🤖 AI Summary
This work addresses a critical vulnerability in multimodal contrastive learning when extending beyond image-text pairs: the multiplicative interaction mechanism is highly sensitive to unreliable or missing modalities due to its failure to account for inter-modal reliability differences, often leading to subtle performance degradation. To mitigate this, the authors propose Gated Symile, which introduces an attention-based gating mechanism to dynamically modulate each modality’s contribution and suppress unreliable inputs at the candidate sample level. Additionally, they incorporate learnable neutral embedding directions and an explicit NULL option to handle weakly aligned or partially missing modalities. Extensive experiments demonstrate that Gated Symile consistently outperforms carefully tuned Symile and CLIP baselines across a synthetic benchmark and three real-world trimodal datasets, establishing robust contrastive learning with more than two modalities.
📝 Abstract
Multimodal contrastive learning is increasingly enriched by going beyond image-text pairs. Among recent contrastive methods, Symile is a strong approach for this challenge because its multiplicative interaction objective captures higher-order cross-modal dependence. Yet, we find that Symile treats all modalities symmetrically and does not explicitly model reliability differences, a limitation that becomes especially present in trimodal multiplicative interactions. In practice, modalities beyond image-text pairs can be misaligned, weakly informative, or missing, and treating them uniformly can silently degrade performance.

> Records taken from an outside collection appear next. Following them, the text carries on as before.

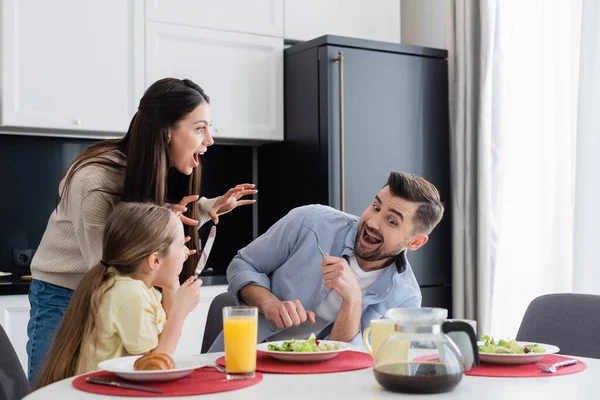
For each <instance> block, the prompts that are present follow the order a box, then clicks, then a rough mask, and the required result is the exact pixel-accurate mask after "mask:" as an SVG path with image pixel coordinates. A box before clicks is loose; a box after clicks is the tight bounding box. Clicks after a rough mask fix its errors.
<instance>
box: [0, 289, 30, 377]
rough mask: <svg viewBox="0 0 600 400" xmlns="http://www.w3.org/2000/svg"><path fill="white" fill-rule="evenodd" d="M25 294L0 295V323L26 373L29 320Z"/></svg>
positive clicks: (26, 367) (28, 311)
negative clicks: (15, 352) (27, 331)
mask: <svg viewBox="0 0 600 400" xmlns="http://www.w3.org/2000/svg"><path fill="white" fill-rule="evenodd" d="M29 309H30V307H29V300H28V299H27V295H26V294H23V295H16V296H0V325H2V328H4V330H5V331H6V334H7V335H8V338H9V339H10V342H11V343H12V345H13V347H14V348H15V351H16V353H17V357H19V361H20V362H21V366H23V371H25V373H26V374H27V350H26V347H25V346H26V345H27V322H28V321H29Z"/></svg>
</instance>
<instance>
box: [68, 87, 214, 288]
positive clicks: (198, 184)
mask: <svg viewBox="0 0 600 400" xmlns="http://www.w3.org/2000/svg"><path fill="white" fill-rule="evenodd" d="M205 102H206V103H210V99H209V97H208V96H207V95H206V93H204V90H202V88H201V87H200V86H198V85H196V84H195V83H194V82H192V81H190V80H188V79H183V80H181V79H175V78H165V79H161V80H159V81H156V82H155V83H154V84H152V86H150V87H149V88H148V90H146V92H145V93H144V96H143V97H142V99H141V100H140V104H139V107H138V111H137V113H136V114H135V115H134V117H133V119H132V120H131V123H130V124H129V129H128V130H127V134H126V135H125V137H123V138H122V139H115V140H103V141H101V142H98V143H96V144H94V145H92V146H90V147H89V148H88V149H87V150H86V151H85V152H83V153H82V154H81V155H80V156H79V157H77V159H76V160H75V161H74V162H73V164H71V167H70V168H69V169H68V170H67V172H66V173H65V176H64V185H63V187H62V189H60V190H59V193H58V195H57V202H56V206H57V207H59V206H60V204H61V202H62V200H63V199H64V198H65V197H66V196H68V193H69V190H70V187H71V181H72V180H73V175H75V173H77V172H78V171H79V170H81V169H82V168H85V167H86V166H88V165H97V166H101V167H102V168H107V169H111V170H113V171H117V172H122V170H123V168H124V169H125V182H124V185H123V189H122V192H121V193H112V192H110V191H108V190H106V191H105V192H106V193H109V194H111V195H114V196H120V198H121V200H122V201H134V202H145V201H150V202H154V203H156V204H160V205H164V204H165V203H177V202H179V201H180V200H181V198H182V197H184V196H187V195H194V194H195V195H199V194H200V180H201V175H202V171H201V167H200V166H198V167H197V168H194V171H193V172H192V174H191V175H190V176H186V175H183V174H181V173H180V172H178V171H177V170H176V169H174V168H169V165H170V161H169V143H168V134H169V128H175V127H177V124H178V123H179V121H181V120H182V119H184V118H185V117H186V116H187V115H188V114H189V113H190V112H192V111H194V109H196V107H198V105H200V104H202V103H205ZM115 150H118V151H120V152H121V153H122V154H123V155H125V157H126V158H127V166H126V167H123V166H122V165H121V164H119V163H118V162H116V161H115V160H113V159H111V157H109V156H107V154H108V153H109V152H112V151H115ZM99 190H102V189H99ZM65 203H66V202H65ZM187 208H188V211H186V212H185V215H186V216H188V217H190V218H192V219H195V220H197V219H198V217H199V214H200V212H199V206H198V204H197V203H191V204H188V205H187ZM184 229H185V234H186V236H190V237H191V240H190V242H189V243H188V247H189V248H190V250H197V251H198V253H199V252H200V249H198V227H193V226H187V225H186V226H185V227H184ZM198 253H197V254H193V255H190V257H189V258H188V260H187V261H186V262H185V264H184V266H183V270H182V271H181V274H180V276H179V280H180V281H181V282H184V281H185V280H186V279H187V278H189V277H190V276H191V275H192V274H193V272H194V270H195V269H196V264H197V263H198V260H199V257H200V254H198Z"/></svg>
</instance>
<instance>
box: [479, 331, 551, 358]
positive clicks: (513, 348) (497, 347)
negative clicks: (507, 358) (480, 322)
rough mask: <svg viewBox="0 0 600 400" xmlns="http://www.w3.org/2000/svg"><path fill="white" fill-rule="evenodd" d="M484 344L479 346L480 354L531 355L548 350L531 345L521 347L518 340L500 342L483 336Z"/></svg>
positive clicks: (492, 338)
mask: <svg viewBox="0 0 600 400" xmlns="http://www.w3.org/2000/svg"><path fill="white" fill-rule="evenodd" d="M481 339H483V344H482V345H479V346H478V347H479V352H480V353H492V354H529V353H545V352H546V349H545V348H543V347H542V346H540V345H538V344H535V343H531V344H527V345H519V343H518V342H517V341H516V340H502V339H500V340H498V342H496V341H495V340H494V338H491V337H489V336H487V335H486V336H483V337H482V338H481Z"/></svg>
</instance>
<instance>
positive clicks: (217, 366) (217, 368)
mask: <svg viewBox="0 0 600 400" xmlns="http://www.w3.org/2000/svg"><path fill="white" fill-rule="evenodd" d="M206 367H207V368H214V369H216V370H217V371H219V372H221V373H226V372H227V370H225V368H223V367H221V366H220V365H217V364H209V365H207V366H206Z"/></svg>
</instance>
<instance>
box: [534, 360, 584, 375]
mask: <svg viewBox="0 0 600 400" xmlns="http://www.w3.org/2000/svg"><path fill="white" fill-rule="evenodd" d="M573 364H577V360H567V361H561V362H559V363H556V364H552V365H548V364H544V363H535V365H537V367H538V368H539V369H540V370H541V371H542V372H550V373H554V372H556V368H560V367H566V366H567V365H573Z"/></svg>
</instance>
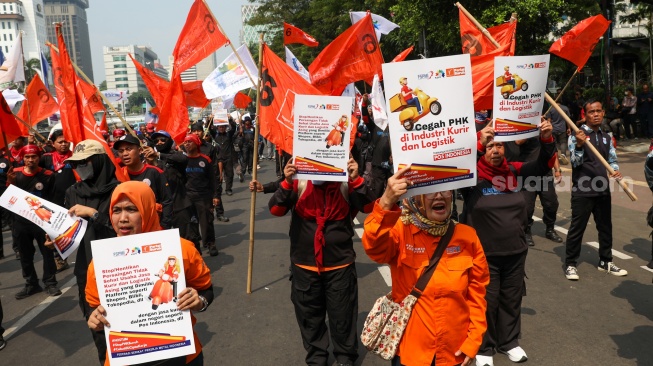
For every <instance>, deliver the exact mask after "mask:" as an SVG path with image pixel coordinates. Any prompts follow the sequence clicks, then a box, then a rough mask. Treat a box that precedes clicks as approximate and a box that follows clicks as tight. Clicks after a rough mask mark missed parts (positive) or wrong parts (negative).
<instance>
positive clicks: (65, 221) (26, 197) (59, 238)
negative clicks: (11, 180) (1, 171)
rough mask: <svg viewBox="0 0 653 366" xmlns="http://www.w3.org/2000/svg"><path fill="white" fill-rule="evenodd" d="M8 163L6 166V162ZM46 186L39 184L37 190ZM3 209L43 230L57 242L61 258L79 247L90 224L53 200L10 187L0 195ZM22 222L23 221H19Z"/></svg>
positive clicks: (52, 240) (56, 246) (55, 245)
mask: <svg viewBox="0 0 653 366" xmlns="http://www.w3.org/2000/svg"><path fill="white" fill-rule="evenodd" d="M2 164H4V163H2ZM39 186H40V189H43V184H41V183H36V187H35V188H36V189H37V190H39ZM0 206H1V207H4V208H6V209H7V210H9V211H11V212H13V213H15V214H16V215H18V216H21V217H23V218H25V219H27V220H29V221H31V222H33V223H34V224H36V226H38V227H40V228H41V229H42V230H43V231H45V233H46V234H48V236H49V237H50V239H51V240H52V241H54V247H55V248H57V251H58V252H59V254H60V255H61V258H64V259H66V258H68V256H70V254H71V253H72V252H74V251H75V249H77V247H79V243H81V241H82V238H83V237H84V233H86V226H87V225H88V221H86V220H84V219H82V218H81V217H77V216H70V215H69V214H68V210H67V209H65V208H63V207H61V206H57V205H55V204H54V203H52V202H50V201H46V200H44V199H43V198H40V197H37V196H35V195H33V194H30V193H29V192H26V191H24V190H22V189H20V188H18V187H16V186H15V185H13V184H12V185H10V186H9V187H7V190H5V193H3V194H2V196H0ZM17 220H20V219H17Z"/></svg>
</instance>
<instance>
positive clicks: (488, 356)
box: [476, 355, 494, 366]
mask: <svg viewBox="0 0 653 366" xmlns="http://www.w3.org/2000/svg"><path fill="white" fill-rule="evenodd" d="M476 366H494V360H493V359H492V356H481V355H476Z"/></svg>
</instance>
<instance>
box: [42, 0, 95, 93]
mask: <svg viewBox="0 0 653 366" xmlns="http://www.w3.org/2000/svg"><path fill="white" fill-rule="evenodd" d="M43 7H44V12H45V26H46V29H47V39H48V41H50V42H52V43H53V44H57V34H56V32H55V25H54V24H53V23H63V26H62V27H61V29H62V32H63V37H64V41H65V42H66V47H68V53H70V58H71V60H72V61H73V62H74V63H75V64H77V66H79V68H80V69H82V71H83V72H84V74H86V76H88V77H89V78H90V79H91V80H92V79H93V64H92V62H91V41H90V38H89V33H88V22H87V17H86V9H88V0H43Z"/></svg>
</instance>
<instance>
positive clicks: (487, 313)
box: [461, 118, 556, 366]
mask: <svg viewBox="0 0 653 366" xmlns="http://www.w3.org/2000/svg"><path fill="white" fill-rule="evenodd" d="M552 133H553V127H552V126H551V123H550V122H548V121H547V120H546V119H544V118H542V123H541V125H540V153H539V156H538V157H537V159H536V160H532V161H527V162H512V161H511V162H508V161H507V160H506V157H505V147H504V143H503V142H499V141H494V129H493V128H492V126H486V127H485V128H484V129H482V130H481V131H480V133H479V141H478V144H477V149H478V157H479V160H478V163H477V165H476V166H477V170H478V183H477V184H476V186H474V187H471V188H470V189H465V191H464V193H463V194H464V196H465V205H464V206H463V213H462V215H461V218H462V219H461V222H464V223H466V224H468V225H470V226H472V227H473V228H474V229H476V232H477V233H478V237H479V238H481V243H483V251H484V252H485V256H486V257H487V262H488V265H489V268H490V284H489V285H488V286H487V294H486V296H485V300H486V301H487V312H486V320H487V325H488V327H487V332H486V333H485V336H484V338H483V344H482V345H481V348H480V349H479V352H478V355H477V356H476V364H477V365H478V366H493V365H494V360H493V355H494V353H495V352H500V353H504V354H506V355H508V358H509V359H510V361H512V362H524V361H526V360H527V359H528V356H527V355H526V352H525V351H524V350H523V349H522V348H521V347H520V346H519V338H520V334H521V302H522V296H523V295H524V294H525V292H526V286H525V283H524V278H525V276H526V272H525V265H526V255H527V254H528V245H527V243H526V234H525V231H524V228H526V227H527V225H528V215H527V203H526V198H525V197H524V195H523V194H522V192H521V188H522V186H523V184H522V181H523V180H525V179H527V178H528V177H532V176H544V175H546V173H547V172H548V171H550V170H551V168H552V167H553V164H554V162H555V160H556V148H555V140H554V139H553V134H552Z"/></svg>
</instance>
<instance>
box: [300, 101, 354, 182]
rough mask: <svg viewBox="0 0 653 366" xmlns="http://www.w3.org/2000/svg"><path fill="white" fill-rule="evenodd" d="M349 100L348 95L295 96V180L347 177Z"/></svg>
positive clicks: (350, 132)
mask: <svg viewBox="0 0 653 366" xmlns="http://www.w3.org/2000/svg"><path fill="white" fill-rule="evenodd" d="M352 103H353V100H352V98H351V97H333V96H317V95H296V96H295V107H294V129H293V132H294V134H293V152H294V155H295V157H294V160H295V166H296V167H297V174H295V177H294V178H295V179H310V180H320V181H335V182H346V181H347V180H348V175H347V161H348V160H349V139H350V134H351V106H352Z"/></svg>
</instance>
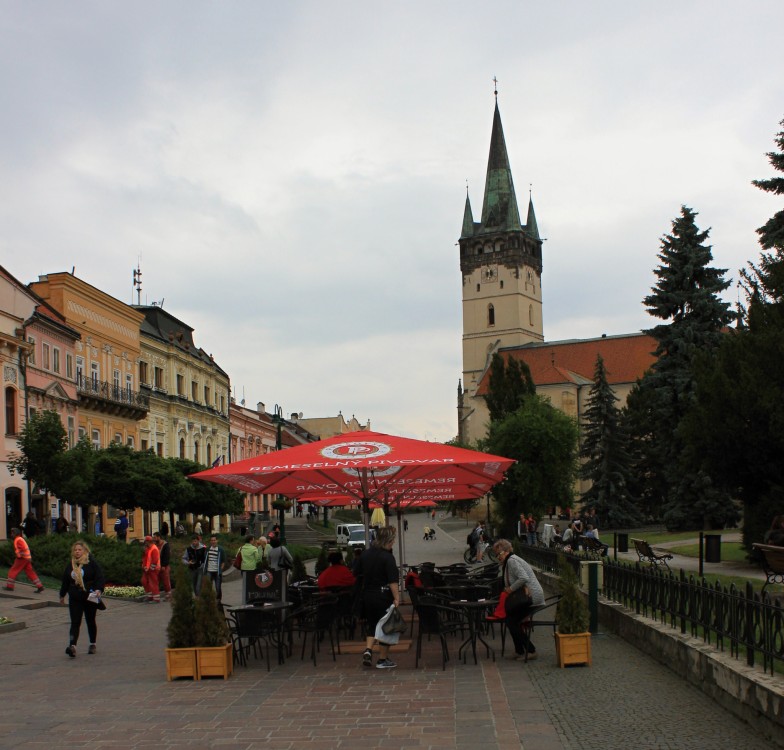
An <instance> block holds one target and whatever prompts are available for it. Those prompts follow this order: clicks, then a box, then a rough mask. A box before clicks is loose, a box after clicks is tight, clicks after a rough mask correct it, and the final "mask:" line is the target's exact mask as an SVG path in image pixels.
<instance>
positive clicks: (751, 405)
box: [684, 120, 784, 549]
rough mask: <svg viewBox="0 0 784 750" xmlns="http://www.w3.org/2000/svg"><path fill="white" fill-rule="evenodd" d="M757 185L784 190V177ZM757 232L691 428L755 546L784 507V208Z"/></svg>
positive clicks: (780, 135) (697, 443) (707, 370)
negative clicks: (735, 321)
mask: <svg viewBox="0 0 784 750" xmlns="http://www.w3.org/2000/svg"><path fill="white" fill-rule="evenodd" d="M781 125H782V126H784V120H782V121H781ZM775 142H776V144H777V145H778V147H779V149H780V151H779V152H771V153H769V154H768V158H769V160H770V163H771V165H772V166H773V167H774V169H775V170H777V171H778V172H779V173H782V174H784V131H782V132H780V133H778V135H777V136H776V138H775ZM754 185H756V186H757V187H759V188H761V189H762V190H765V191H766V192H770V193H773V194H775V195H784V177H782V176H778V177H772V178H769V179H764V180H755V181H754ZM757 233H758V234H759V237H760V245H761V246H762V248H763V252H762V253H761V255H760V260H759V263H758V264H757V265H755V264H753V263H749V267H748V269H746V270H745V271H743V272H742V274H741V275H742V278H743V283H744V288H745V291H746V309H745V311H744V312H745V315H746V319H745V321H744V323H745V324H744V325H743V326H742V327H741V326H739V327H738V329H736V330H735V331H733V332H732V333H731V334H730V335H727V336H726V337H724V339H723V341H722V343H721V347H720V348H719V351H718V353H717V356H716V358H715V359H710V360H706V361H704V362H701V363H700V367H699V368H698V371H697V406H696V408H695V409H693V410H692V412H691V415H690V418H689V420H688V421H687V423H686V425H685V430H684V433H685V437H686V438H687V439H688V441H689V443H690V444H691V445H692V446H693V447H692V451H693V454H694V455H695V456H700V457H701V458H702V460H703V462H704V465H705V466H706V468H707V470H709V471H710V472H711V474H712V476H714V477H716V479H717V480H718V481H720V482H721V484H722V486H724V487H727V488H728V489H729V490H730V491H731V492H732V493H733V497H737V498H739V499H740V500H741V501H742V502H743V507H744V513H743V541H744V546H746V548H747V549H751V545H752V543H753V542H759V541H762V538H763V534H764V531H765V530H766V529H767V528H768V527H769V526H770V522H771V519H772V518H773V517H774V516H776V515H779V514H780V513H781V512H782V508H784V462H782V458H781V457H782V456H783V455H784V429H782V425H784V369H782V367H781V361H782V353H784V209H782V210H779V211H778V212H777V213H776V214H774V216H773V217H772V218H771V219H769V220H768V221H767V222H766V223H765V224H764V225H763V226H762V227H760V228H759V229H758V230H757Z"/></svg>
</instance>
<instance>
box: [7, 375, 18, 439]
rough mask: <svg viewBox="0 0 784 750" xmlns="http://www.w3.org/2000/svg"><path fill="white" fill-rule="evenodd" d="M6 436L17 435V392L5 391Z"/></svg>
mask: <svg viewBox="0 0 784 750" xmlns="http://www.w3.org/2000/svg"><path fill="white" fill-rule="evenodd" d="M5 434H6V435H16V391H15V390H14V389H13V388H11V387H10V386H9V387H8V388H6V389H5Z"/></svg>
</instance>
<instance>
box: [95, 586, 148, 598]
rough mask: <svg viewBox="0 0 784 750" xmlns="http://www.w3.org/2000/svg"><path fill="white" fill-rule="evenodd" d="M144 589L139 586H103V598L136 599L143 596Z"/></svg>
mask: <svg viewBox="0 0 784 750" xmlns="http://www.w3.org/2000/svg"><path fill="white" fill-rule="evenodd" d="M143 594H144V589H143V588H142V587H141V586H112V585H109V586H105V587H104V590H103V595H104V596H111V597H114V598H115V599H136V598H138V597H140V596H143Z"/></svg>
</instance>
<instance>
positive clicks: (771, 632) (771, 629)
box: [517, 545, 784, 674]
mask: <svg viewBox="0 0 784 750" xmlns="http://www.w3.org/2000/svg"><path fill="white" fill-rule="evenodd" d="M517 551H518V553H519V554H520V555H521V556H522V557H523V558H525V559H526V560H528V562H529V563H531V565H533V566H534V567H537V568H540V569H542V570H546V571H549V572H555V573H557V561H558V555H559V554H563V555H564V557H565V558H566V559H567V560H568V561H569V563H570V564H571V565H573V566H574V567H575V569H579V567H580V562H581V561H582V560H586V559H596V557H595V556H590V555H586V554H573V553H558V552H555V551H554V550H550V549H545V548H542V547H527V546H525V545H521V546H520V547H519V548H518V550H517ZM602 593H603V595H604V596H605V597H606V598H607V599H610V600H612V601H615V602H618V603H620V604H622V605H623V606H625V607H627V608H628V609H631V610H633V611H634V612H636V613H637V614H638V615H642V616H643V617H650V618H651V619H653V620H656V621H658V622H661V623H662V624H665V625H669V626H671V627H672V628H677V629H678V630H680V632H681V633H684V634H688V635H691V636H693V637H695V638H701V639H702V640H703V641H704V642H705V643H708V644H711V645H713V646H714V647H715V648H717V649H718V650H719V651H723V652H729V653H730V654H731V655H732V656H734V657H735V658H736V659H742V658H744V657H745V660H746V663H747V664H748V665H749V666H754V665H755V664H760V665H761V666H762V668H763V669H764V670H765V671H766V672H770V673H771V674H773V673H774V672H775V671H776V668H777V667H778V669H779V670H782V669H784V610H783V609H782V606H781V602H780V601H778V600H777V599H776V598H773V597H771V596H769V595H768V594H760V593H755V592H754V590H753V587H752V585H751V583H747V584H746V585H745V586H743V587H742V588H737V587H736V586H734V585H730V586H729V587H727V586H722V584H721V583H715V584H710V583H708V582H707V581H705V579H698V578H696V577H695V576H693V575H691V576H687V575H686V573H685V572H684V571H683V570H681V571H679V573H677V574H676V573H673V572H671V571H670V572H666V571H664V572H663V571H661V570H659V569H657V568H653V567H649V566H643V565H641V564H640V563H634V564H628V563H622V562H614V561H612V560H608V559H604V584H603V587H602Z"/></svg>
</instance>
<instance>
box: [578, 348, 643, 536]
mask: <svg viewBox="0 0 784 750" xmlns="http://www.w3.org/2000/svg"><path fill="white" fill-rule="evenodd" d="M616 401H618V397H617V396H616V395H615V394H614V393H613V390H612V388H610V385H609V383H608V382H607V370H606V368H605V366H604V359H602V356H601V355H599V356H598V357H597V358H596V369H595V371H594V382H593V386H592V387H591V391H590V393H589V395H588V404H587V408H586V410H585V424H584V430H583V445H582V449H581V451H580V456H581V458H583V459H584V463H583V465H582V467H581V471H580V474H581V477H582V478H583V479H587V480H590V482H591V486H590V488H589V489H588V490H587V491H586V492H585V493H583V498H582V499H583V504H584V506H585V507H588V508H595V509H596V515H597V516H598V517H599V521H600V523H601V524H602V526H605V525H607V526H609V527H610V528H616V529H617V528H623V527H629V526H636V525H638V524H639V523H640V522H641V521H642V516H641V514H640V512H639V510H638V508H637V507H636V505H635V503H634V499H633V498H632V496H631V494H630V491H629V474H630V471H631V457H630V455H629V452H628V450H627V443H628V434H627V431H626V427H625V425H624V423H623V422H622V420H621V413H620V410H619V409H618V407H617V406H616Z"/></svg>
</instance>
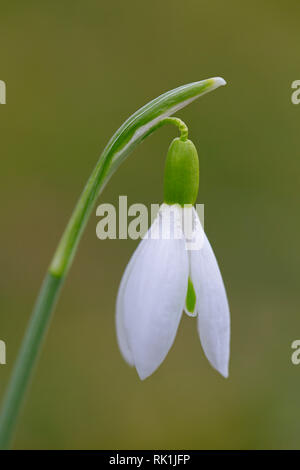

This fragility can be hidden in the multiplicative interaction: Symile may outperform pairwise CLIP even if a single unreliable modality silently corrupts the product terms. We propose Gated Symile, a contrastive gating mechanism that adapts modality contributions on an attention-based, per-candidate basis. The gate suppresses unreliable inputs by interpolating embeddings toward learnable neutral directions and incorporating an explicit NULL option when reliable cross-modal alignment is unlikely. Across a controlled synthetic benchmark that uncovers this fragility and three real-world trimodal datasets for which such failures could be masked by averages, Gated Symile achieves higher top-1 retrieval accuracy than well-tuned Symile and CLIP models. More broadly, our results highlight gating as a step toward robust multimodal contrastive learning under imperfect and more than two modalities.